This new application of layered neural nets is about to make Photoshop amazing


“This looks Photoshopped.” How many times have you heard — or said — those three skeptical words? And yet every year, Photoshop and tools like it get a little more sophisticated, and it gets tougher to tell what’s a ‘shop and what’s not. More research comes out, more programs are written to incorporate the new research, and then artists get their hands on the tools and develop a deft and subtle touch.

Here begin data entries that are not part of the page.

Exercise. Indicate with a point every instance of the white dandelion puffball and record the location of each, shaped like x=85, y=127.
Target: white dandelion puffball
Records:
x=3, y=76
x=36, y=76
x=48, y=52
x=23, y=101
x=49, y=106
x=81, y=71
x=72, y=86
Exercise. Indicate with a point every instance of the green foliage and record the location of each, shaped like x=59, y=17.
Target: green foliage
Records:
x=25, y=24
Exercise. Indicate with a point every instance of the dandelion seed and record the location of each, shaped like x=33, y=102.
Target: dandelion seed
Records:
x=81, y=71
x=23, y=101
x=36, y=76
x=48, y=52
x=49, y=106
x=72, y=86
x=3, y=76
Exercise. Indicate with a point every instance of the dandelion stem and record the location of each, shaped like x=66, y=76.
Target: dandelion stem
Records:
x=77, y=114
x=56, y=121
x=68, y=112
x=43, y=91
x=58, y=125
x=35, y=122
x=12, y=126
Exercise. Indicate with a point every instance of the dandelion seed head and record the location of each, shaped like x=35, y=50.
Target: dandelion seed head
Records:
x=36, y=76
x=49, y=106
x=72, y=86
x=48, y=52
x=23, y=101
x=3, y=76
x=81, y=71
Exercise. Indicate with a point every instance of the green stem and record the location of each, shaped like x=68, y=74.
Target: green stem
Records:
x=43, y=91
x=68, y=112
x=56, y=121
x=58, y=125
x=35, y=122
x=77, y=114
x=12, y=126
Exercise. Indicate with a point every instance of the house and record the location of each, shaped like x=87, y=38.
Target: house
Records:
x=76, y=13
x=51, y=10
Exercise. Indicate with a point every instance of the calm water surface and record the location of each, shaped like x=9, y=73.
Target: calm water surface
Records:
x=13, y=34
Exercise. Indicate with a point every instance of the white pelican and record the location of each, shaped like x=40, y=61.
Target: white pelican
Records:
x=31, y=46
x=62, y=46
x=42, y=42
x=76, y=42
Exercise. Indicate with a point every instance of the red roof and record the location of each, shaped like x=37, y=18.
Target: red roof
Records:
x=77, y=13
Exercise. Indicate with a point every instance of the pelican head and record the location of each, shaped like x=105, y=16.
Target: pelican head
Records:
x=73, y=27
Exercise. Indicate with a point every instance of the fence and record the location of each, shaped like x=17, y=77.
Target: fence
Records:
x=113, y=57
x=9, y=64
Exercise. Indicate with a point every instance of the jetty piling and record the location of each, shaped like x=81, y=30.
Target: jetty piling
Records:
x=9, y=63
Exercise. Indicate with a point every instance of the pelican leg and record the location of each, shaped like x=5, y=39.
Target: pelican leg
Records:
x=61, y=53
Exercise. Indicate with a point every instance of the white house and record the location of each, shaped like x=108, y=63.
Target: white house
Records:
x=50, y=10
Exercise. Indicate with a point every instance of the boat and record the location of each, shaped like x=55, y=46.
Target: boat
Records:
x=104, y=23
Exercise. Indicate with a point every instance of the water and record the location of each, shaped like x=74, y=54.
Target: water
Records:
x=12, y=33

Now a group of researchers from Cornell University and Adobe have layered neural nets atop an image style transfer AI, to create an even more powerful image manipulation tool they’re calling Deep Photo Style Transfer. It takes a reference image, often heavily stylized, and an input image. Then it clones the style of the reference image onto the input image. What it spits out at the end is startling because of how seamless the changes can be.

Left: input image. Center: reference image. Right: output image.

Using “semantic segmentation,” the authors teased apart the concepts of edges, textures, content, and style to build their neural nets. You can think of it as a combination of the magic wand tool and the heal tool from Photoshop, or perhaps as a “format painter” like the one in Microsoft Word except for photos. The study authors used their tool to swap the textures of apples, for example, and to change the weather and time of day in photos.

Semantic segmentation is most valuable in the way it can be tuned for whatever input image it receives. In a mathematical modeling…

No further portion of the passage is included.